I'm not quite sure how to respond to this...It seemed that Aria and I had this pretty much settled, conversationally.    I do understand the nature of cookbooks, everything from 'good' cookbooks to printed recipes from the 1700s, those translated from another language, card files passed down through generations.  I'm not sure what about my response would suggest I don't understand cookbooks.  
The comment regarding whole herbs was meant to be tongue in cheek, not a literal expression.


----------



## Candocook (Dec 28, 2006)

I think Michael's interpretation of the specificity of the direction for that cookbook is quite cogent. I was a bit befuddled by the ground herb thing, since I find them to be SO specific for certain recipes and not at all applicable for others. So a "blanket" pronouncement to use ground herbs was confusing.
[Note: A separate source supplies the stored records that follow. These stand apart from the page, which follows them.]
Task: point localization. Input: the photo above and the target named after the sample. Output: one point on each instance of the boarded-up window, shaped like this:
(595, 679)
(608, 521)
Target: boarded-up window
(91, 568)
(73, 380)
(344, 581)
Thanks Michael.
As for "30 year old cookbooks", Julia's still work very well for me.


----------



## Michael in FtW (Dec 29, 2006)

VeraBlue said:
			
		

> The comment regarding whole herbs was meant to be tongue in cheek, not a literal expression.


 
Sorry, VB - I failed to include an emoticon to denote that I, too, was being a bit cheeky. I know you know cooking, and how to read cookbooks. So for my negligence I will willingly strip off my shirt, wrap my arms around the mast, and take my 40-lashes with a wet noodle without a whimper....


----------



## VeraBlue (Dec 30, 2006)

Michael in FtW said:
			
		

> Sorry, VB - I failed to include an emoticon to denote that I, too, was being a bit cheeky. I know you know cooking, and how to read cookbooks. So for my negligence I will willingly strip off my shirt, wrap my arms around the mast, and take my 40-lashes with a wet noodle without a whimper....



Okay, now you've gone and one it....I'm all excited...I'll even waive my normal $250 fee !!!!

Thanks for the clarification, I really do mean that.


----------